Jenkins, like other prison supporters, said he is concerned for the welfare of incarcerated D.C. residents and their families.

"We have a moral and ethical responsibility to those who have to be separated from the community because of their behavior," Jenkins said. "We have an opportunity to change the face of the penal industry by developing a state-of-the-art system here in the District of Columbia."

Other prison supporters agree it is better to work with CCA to ensure the welfare of inmates and the greater community through a citizens’ advisory board than to worry about the company’s record managing other facilities such as the Youngstown, Ohio, prison from which six inmates escaped in August.

"If it is right here, we will be able to oversee it ourselves," said Hannah Hawkins, a prison supporter who often with children left behind when parents are imprisoned. "It is better than sending these mothers and fathers hundreds of miles away where they have no contact with their families."

CCA is the largest private corrections company in the nation, operating more than 78 correctional institutions across the country.
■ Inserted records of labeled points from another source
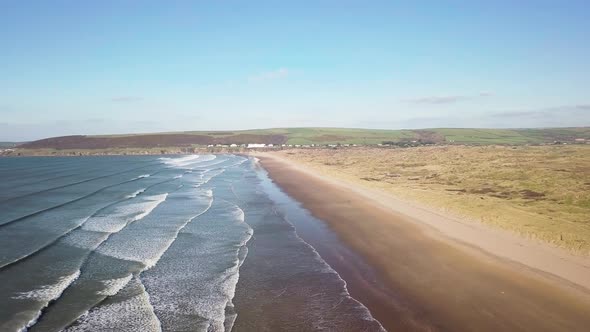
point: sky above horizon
(106, 67)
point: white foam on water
(136, 193)
(131, 312)
(46, 294)
(150, 252)
(113, 286)
(326, 268)
(210, 292)
(182, 162)
(49, 292)
(123, 215)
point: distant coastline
(283, 138)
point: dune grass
(539, 192)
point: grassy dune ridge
(317, 136)
(541, 192)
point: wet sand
(425, 279)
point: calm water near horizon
(148, 243)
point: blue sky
(82, 67)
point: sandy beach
(437, 273)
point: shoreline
(422, 257)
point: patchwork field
(316, 136)
(541, 192)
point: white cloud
(450, 99)
(270, 75)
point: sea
(151, 243)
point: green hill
(318, 136)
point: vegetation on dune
(320, 136)
(542, 192)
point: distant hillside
(318, 136)
(8, 145)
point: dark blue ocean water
(144, 243)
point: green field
(320, 136)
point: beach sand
(436, 273)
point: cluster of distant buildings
(275, 146)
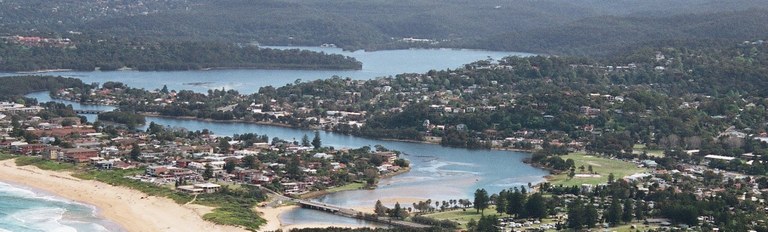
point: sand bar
(131, 209)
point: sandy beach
(131, 209)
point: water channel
(439, 173)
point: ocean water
(26, 210)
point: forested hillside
(88, 54)
(544, 26)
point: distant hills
(546, 26)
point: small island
(35, 53)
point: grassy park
(601, 167)
(640, 148)
(463, 216)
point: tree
(614, 212)
(316, 141)
(249, 161)
(135, 152)
(590, 216)
(515, 202)
(305, 141)
(626, 216)
(576, 216)
(229, 166)
(487, 224)
(380, 209)
(640, 210)
(501, 202)
(481, 200)
(224, 145)
(472, 225)
(535, 206)
(208, 172)
(397, 212)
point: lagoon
(439, 173)
(375, 64)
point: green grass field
(602, 166)
(44, 164)
(462, 217)
(640, 148)
(4, 156)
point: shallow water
(439, 173)
(23, 210)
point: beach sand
(131, 209)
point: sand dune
(131, 209)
The publicly held company’s net income rose 54 percent in the first quarter of this year and 82 percent in the second quarter, according to the company’s published reports.

Meanwhile, Ward 8 Councilwoman Sandra Allen recently announced she will join the growing number of her constituents who oppose the prison.
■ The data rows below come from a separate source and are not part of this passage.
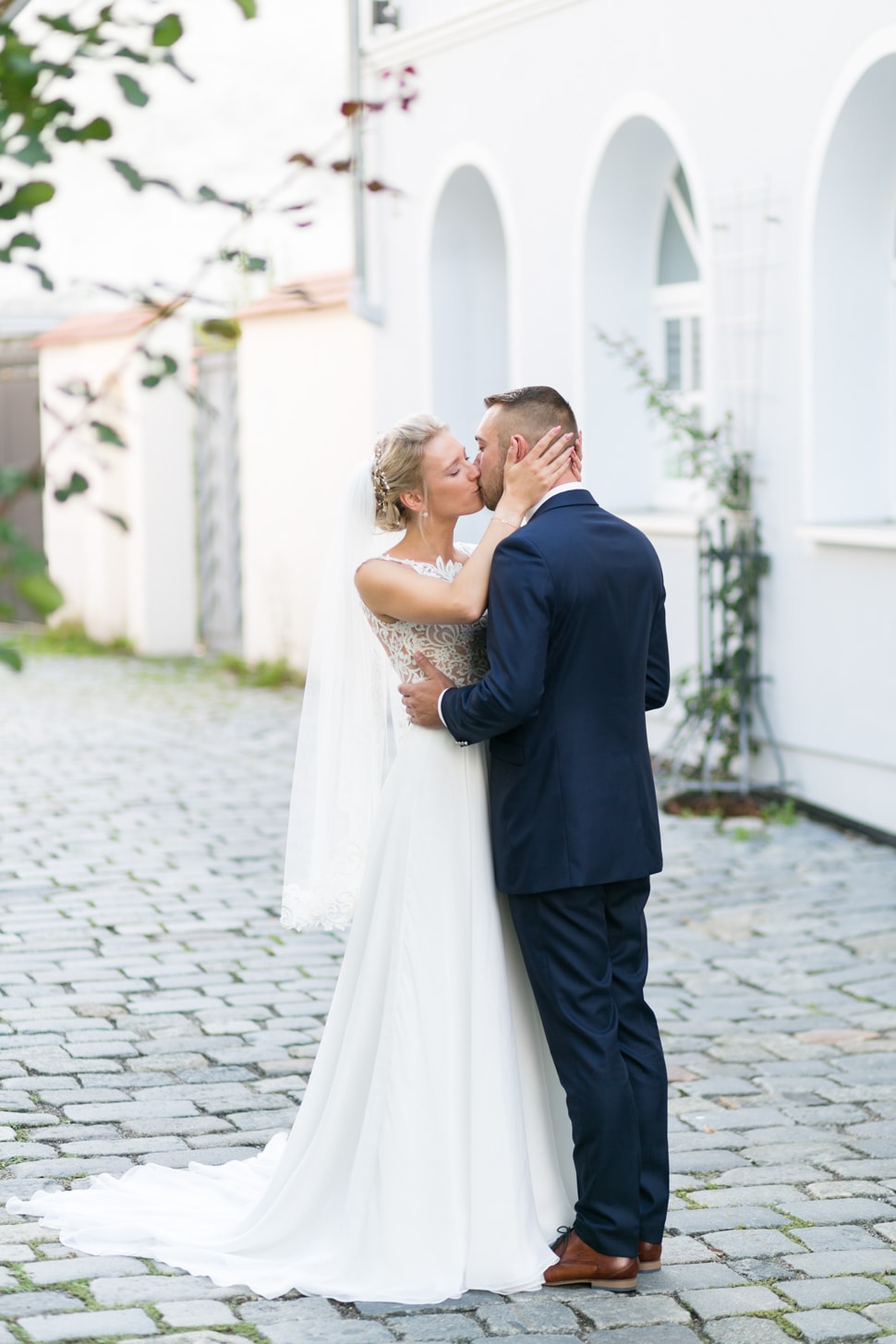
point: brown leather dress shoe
(579, 1264)
(649, 1257)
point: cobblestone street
(153, 1010)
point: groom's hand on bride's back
(422, 697)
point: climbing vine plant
(721, 696)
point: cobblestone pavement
(153, 1010)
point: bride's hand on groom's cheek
(422, 697)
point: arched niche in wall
(642, 278)
(469, 301)
(854, 300)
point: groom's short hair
(532, 411)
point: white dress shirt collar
(558, 490)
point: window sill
(859, 537)
(664, 522)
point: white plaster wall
(263, 89)
(139, 585)
(307, 417)
(534, 93)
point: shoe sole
(612, 1285)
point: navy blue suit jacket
(576, 653)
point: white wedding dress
(433, 1152)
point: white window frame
(685, 303)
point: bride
(431, 1154)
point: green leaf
(41, 593)
(106, 434)
(95, 129)
(167, 31)
(61, 24)
(19, 241)
(132, 91)
(115, 517)
(224, 327)
(27, 200)
(32, 153)
(11, 658)
(135, 180)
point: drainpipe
(360, 298)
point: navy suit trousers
(586, 953)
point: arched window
(469, 301)
(677, 330)
(642, 278)
(854, 297)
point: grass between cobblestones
(139, 950)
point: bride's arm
(401, 593)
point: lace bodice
(457, 650)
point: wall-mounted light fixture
(386, 12)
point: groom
(576, 653)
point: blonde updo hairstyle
(398, 466)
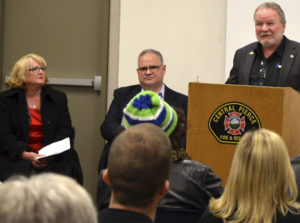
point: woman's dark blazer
(14, 133)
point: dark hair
(138, 164)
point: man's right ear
(105, 177)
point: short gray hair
(47, 198)
(274, 6)
(157, 53)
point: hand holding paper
(55, 148)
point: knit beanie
(148, 107)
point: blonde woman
(261, 186)
(33, 115)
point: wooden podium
(218, 115)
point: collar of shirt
(279, 51)
(162, 92)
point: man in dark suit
(151, 70)
(271, 61)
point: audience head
(139, 179)
(48, 198)
(18, 74)
(147, 107)
(261, 180)
(270, 24)
(151, 70)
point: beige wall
(189, 33)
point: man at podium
(271, 61)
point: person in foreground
(151, 71)
(261, 184)
(274, 59)
(139, 180)
(45, 198)
(33, 115)
(192, 183)
(295, 162)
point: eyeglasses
(263, 69)
(33, 69)
(151, 68)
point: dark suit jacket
(14, 132)
(112, 123)
(289, 74)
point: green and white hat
(147, 107)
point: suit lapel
(134, 92)
(247, 66)
(287, 61)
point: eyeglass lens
(151, 68)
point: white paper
(55, 148)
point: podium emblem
(229, 122)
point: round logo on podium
(229, 122)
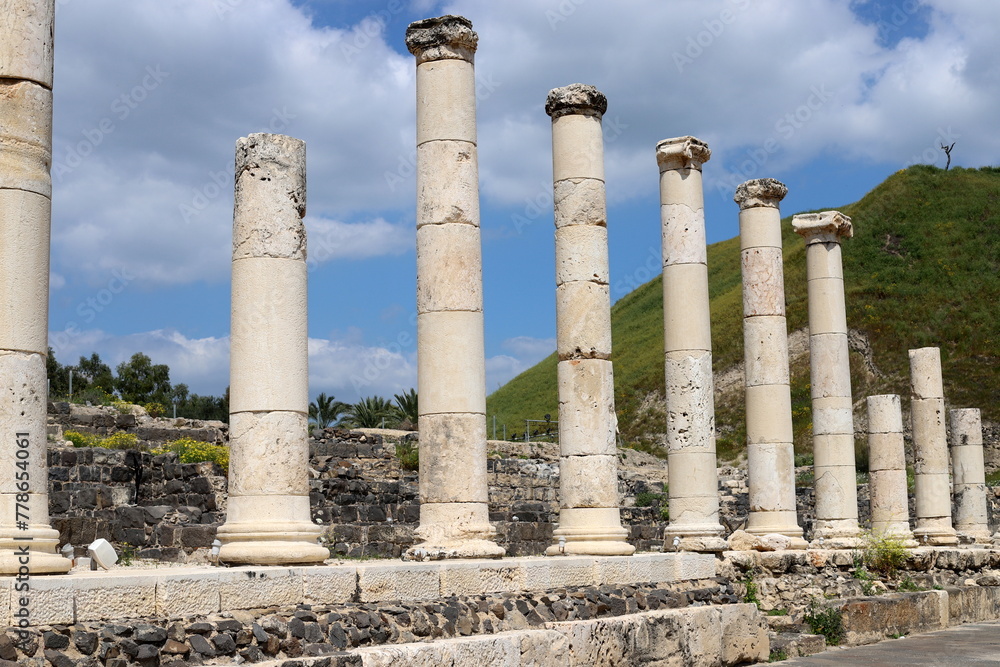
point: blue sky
(826, 95)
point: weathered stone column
(930, 450)
(25, 216)
(887, 469)
(268, 519)
(589, 515)
(693, 480)
(770, 454)
(969, 471)
(451, 370)
(836, 485)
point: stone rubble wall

"I will be doing everything that I can to prevent the facility from coming to the ward, including exploring alternative sites," Allen said. "I will be speaking out at the zoning hearing, to Congress if necessary and, if it gets that far, lobbying my colleagues in council to vote against the facility."

Allen said her decision followed a meeting Sept. 30 with 10 advisory neighborhood commissioners in the ward during which all but two commissioners voiced opposition to the plan.

Residents of Ward 8 and nearby Prince George’s County, Md., fighting the prison have called on Allen to write letters opposing the prison to D.C. City Council, the director of the Federal Bureau of Prisons and the D.C. Zoning Commission, which will hold a public hearing Nov. 12 on CCA’s request to zone the site for a prison. Opponents also have asked Allen to formally request a hearing before the council’s judiciary committee on CCA’s performance on its current contracts with the city.

Allen first announced her position during a live radio interview Oct. 2 on "The D.C. Politics Hour with Mark Plotkin" on WAMU 88.5 FM. Allen previously said she had no position on the issue and neither supported nor opposed the prison. Earlier this year she sent letters in support of the prison to Mayor Marion Barry and to the director of the Federal Bureau of Prisons and had voted in favor of council legislation authorizing a private prison in the District.